El mallorquín, que el año pasado alcanzó los octavos de final en la capital italiana, volvió a dejar momentos de buen tenis, aunque terminó pagando el mayor ritmo competitivo y físico de un Arnaldi que llegaba reforzado tras proclamarse campeón del Challenger de Cagliari el pasado domingo.
El encuentro arrancó con máxima igualdad. Munar sostuvo el intercambio desde el fondo de pista y consiguió mantener el pulso hasta el 3-3 del primer parcial. Sin embargo, a partir de ahí empezaron a aparecer algunos errores no forzados del balear, que perdió consistencia en sus golpes y permitió al italiano abrir una pequeña brecha decisiva para adjudicarse el set por 6-3.
Lejos de venirse abajo, Munar reaccionó con carácter en la segunda manga. El de Santanyí elevó el nivel, recuperó agresividad y empezó a dominar muchos de los puntos largos. Más cómodo físicamente y con mejores sensaciones, devolvió el golpe con otro 6-3 para llevar el encuentro al tercer set.
Las interrupciones provocadas por la lluvia terminaron añadiendo todavía más incertidumbre a un partido que se mantuvo equilibrado durante buena parte del desenlace. Ambos jugadores sostuvieron largos intercambios desde el fondo de pista, aunque Arnaldi acabó imponiendo un punto más de intensidad en el tramo decisivo. Arropado además por el público italiano, el jugador transalpino terminó cerrando el partido y avanzó a la segunda ronda, donde se medirá al australiano Alex de Minaur, actual número ocho del mundo.

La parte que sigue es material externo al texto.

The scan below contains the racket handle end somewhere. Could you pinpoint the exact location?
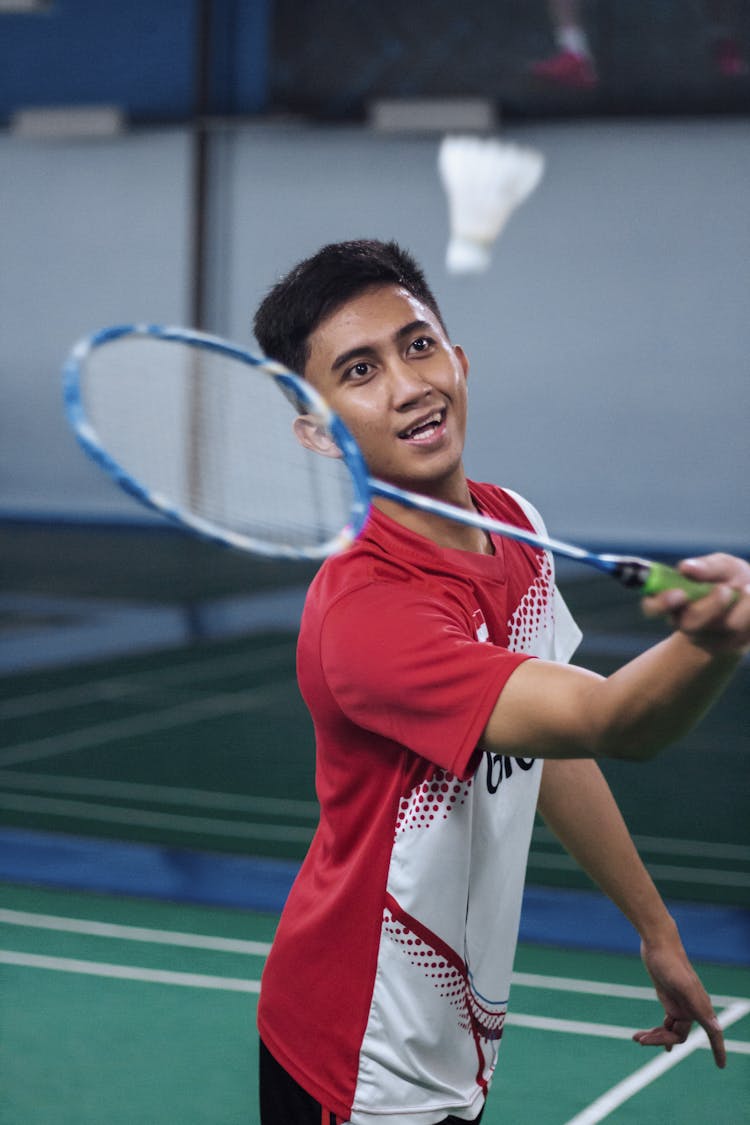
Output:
[641,563,714,602]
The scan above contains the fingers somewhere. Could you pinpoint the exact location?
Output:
[643,554,750,654]
[633,1016,726,1070]
[703,1016,726,1070]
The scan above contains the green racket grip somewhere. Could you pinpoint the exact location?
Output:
[641,563,714,602]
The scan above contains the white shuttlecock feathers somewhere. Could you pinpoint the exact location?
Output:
[437,136,544,273]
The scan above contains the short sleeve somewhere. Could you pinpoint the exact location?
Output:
[320,582,528,776]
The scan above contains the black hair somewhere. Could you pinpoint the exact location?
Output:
[253,239,445,375]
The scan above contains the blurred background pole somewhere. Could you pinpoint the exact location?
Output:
[189,0,214,329]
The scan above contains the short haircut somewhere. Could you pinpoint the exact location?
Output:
[253,239,445,375]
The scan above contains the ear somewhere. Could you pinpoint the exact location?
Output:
[453,344,469,379]
[292,414,342,457]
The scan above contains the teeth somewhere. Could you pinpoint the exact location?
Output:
[400,411,443,441]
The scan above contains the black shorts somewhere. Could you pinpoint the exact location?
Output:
[260,1040,484,1125]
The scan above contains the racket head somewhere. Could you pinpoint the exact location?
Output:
[63,324,371,560]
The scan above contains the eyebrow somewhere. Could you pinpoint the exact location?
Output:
[331,321,435,371]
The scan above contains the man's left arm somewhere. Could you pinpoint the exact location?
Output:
[539,758,726,1067]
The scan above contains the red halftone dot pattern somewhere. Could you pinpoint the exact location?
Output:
[382,910,506,1041]
[396,770,471,836]
[508,555,554,653]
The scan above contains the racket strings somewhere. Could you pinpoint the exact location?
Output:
[82,335,353,552]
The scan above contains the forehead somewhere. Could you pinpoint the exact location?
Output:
[308,285,443,361]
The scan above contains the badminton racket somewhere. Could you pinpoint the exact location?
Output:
[63,325,712,599]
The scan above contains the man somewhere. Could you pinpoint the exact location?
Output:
[255,242,750,1125]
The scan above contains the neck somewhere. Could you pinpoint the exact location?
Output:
[373,478,495,555]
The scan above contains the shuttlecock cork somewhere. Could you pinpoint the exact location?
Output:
[437,136,544,273]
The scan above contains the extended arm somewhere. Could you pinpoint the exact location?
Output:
[539,761,726,1067]
[480,556,750,761]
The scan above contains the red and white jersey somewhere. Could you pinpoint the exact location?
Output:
[259,484,580,1125]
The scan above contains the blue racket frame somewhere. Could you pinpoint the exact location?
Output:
[63,324,713,599]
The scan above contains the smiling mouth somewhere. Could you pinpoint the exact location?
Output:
[398,407,445,441]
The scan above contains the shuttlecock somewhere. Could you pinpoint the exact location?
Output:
[437,136,544,273]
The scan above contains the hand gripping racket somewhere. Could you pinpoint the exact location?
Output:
[63,325,713,599]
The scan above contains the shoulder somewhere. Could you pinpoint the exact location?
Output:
[469,480,546,534]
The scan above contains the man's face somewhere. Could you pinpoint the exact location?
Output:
[305,285,468,494]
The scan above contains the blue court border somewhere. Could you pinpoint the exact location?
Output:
[0,828,750,966]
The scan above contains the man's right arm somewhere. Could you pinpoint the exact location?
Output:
[480,556,750,761]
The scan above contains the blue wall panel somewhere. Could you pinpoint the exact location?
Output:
[0,0,268,120]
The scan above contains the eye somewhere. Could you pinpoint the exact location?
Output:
[344,359,372,381]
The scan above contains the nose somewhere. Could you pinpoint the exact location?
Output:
[389,358,432,411]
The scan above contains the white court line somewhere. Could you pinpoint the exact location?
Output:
[0,678,297,766]
[0,640,296,719]
[0,950,261,992]
[528,851,750,887]
[0,910,271,957]
[0,793,314,844]
[566,1000,750,1125]
[0,770,320,821]
[512,973,746,1008]
[532,827,750,863]
[0,950,750,1062]
[0,909,750,1026]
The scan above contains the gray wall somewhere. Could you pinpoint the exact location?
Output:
[0,119,750,550]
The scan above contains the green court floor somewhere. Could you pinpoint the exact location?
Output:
[0,885,750,1125]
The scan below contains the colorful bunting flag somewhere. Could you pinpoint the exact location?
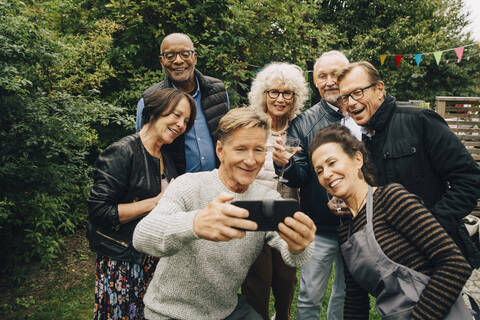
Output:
[380,42,480,68]
[414,53,423,67]
[433,51,443,66]
[395,54,402,68]
[380,54,388,66]
[455,47,465,62]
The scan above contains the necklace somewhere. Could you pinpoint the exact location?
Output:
[270,123,288,137]
[352,189,368,217]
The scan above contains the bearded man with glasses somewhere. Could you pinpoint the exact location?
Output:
[136,33,229,174]
[337,61,480,268]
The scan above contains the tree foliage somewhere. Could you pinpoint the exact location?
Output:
[0,0,123,267]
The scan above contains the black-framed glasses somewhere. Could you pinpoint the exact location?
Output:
[265,89,295,100]
[337,82,377,105]
[160,50,195,62]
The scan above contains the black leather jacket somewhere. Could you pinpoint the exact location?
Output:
[363,95,480,267]
[87,133,177,263]
[275,100,342,234]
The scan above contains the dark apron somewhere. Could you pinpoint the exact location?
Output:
[341,186,472,320]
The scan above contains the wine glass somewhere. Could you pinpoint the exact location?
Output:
[278,137,300,183]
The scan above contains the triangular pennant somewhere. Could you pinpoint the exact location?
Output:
[380,54,387,66]
[395,54,402,68]
[455,47,465,62]
[433,51,443,65]
[413,53,423,67]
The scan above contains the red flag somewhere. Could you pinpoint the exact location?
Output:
[395,54,402,68]
[455,47,465,62]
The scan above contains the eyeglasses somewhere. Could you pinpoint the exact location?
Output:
[265,90,295,100]
[337,82,377,105]
[160,50,195,62]
[317,73,337,82]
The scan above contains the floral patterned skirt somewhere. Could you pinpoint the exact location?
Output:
[94,256,159,320]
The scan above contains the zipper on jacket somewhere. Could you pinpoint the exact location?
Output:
[95,230,128,248]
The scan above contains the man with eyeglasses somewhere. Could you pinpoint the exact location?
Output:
[337,61,480,268]
[272,50,356,320]
[136,33,229,174]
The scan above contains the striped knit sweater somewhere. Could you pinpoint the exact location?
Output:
[339,184,472,319]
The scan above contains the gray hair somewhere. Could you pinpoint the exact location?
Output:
[217,107,270,142]
[248,62,308,120]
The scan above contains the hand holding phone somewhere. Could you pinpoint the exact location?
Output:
[231,199,299,231]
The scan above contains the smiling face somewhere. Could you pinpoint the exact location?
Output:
[265,85,295,118]
[160,34,197,86]
[339,67,385,126]
[314,55,347,105]
[149,98,190,144]
[312,142,363,200]
[216,127,267,193]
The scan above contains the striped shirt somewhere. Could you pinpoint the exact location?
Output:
[339,184,472,319]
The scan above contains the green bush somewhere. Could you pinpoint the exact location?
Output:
[0,1,125,270]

Para Munar, la derrota supone otro paso complicado en una temporada muy condicionada por la lesión en el brazo derecho que le obligó a perderse los torneos de Doha, Indian Wells y Miami. Más allá de las ausencias, el principal problema para el mallorquín ha sido llegar muy justo al arranque de la gira de tierra batida, una superficie en la que acostumbra a ofrecer su mejor versión.
Tras reaparecer en Madrid con una convincente victoria ante Alexander Shevchenko antes de caer frente a Casper Ruud, Roma aparecía como una buena oportunidad para recuperar sensaciones. El sorteo, sin embargo, tampoco ayudó demasiado. Arnaldi, pese a ocupar actualmente el puesto 106 del ranking ATP, llegaba en clara línea ascendente y con confianza después de varios meses complicados en el circuito.
De hecho, el italiano rompió ante Munar una racha de cinco derrotas consecutivas en cuadros principales ATP esta temporada. Además, equilibró el historial entre ambos, que queda ahora empatado, incluyendo también sus enfrentamientos previos en torneos Challenger.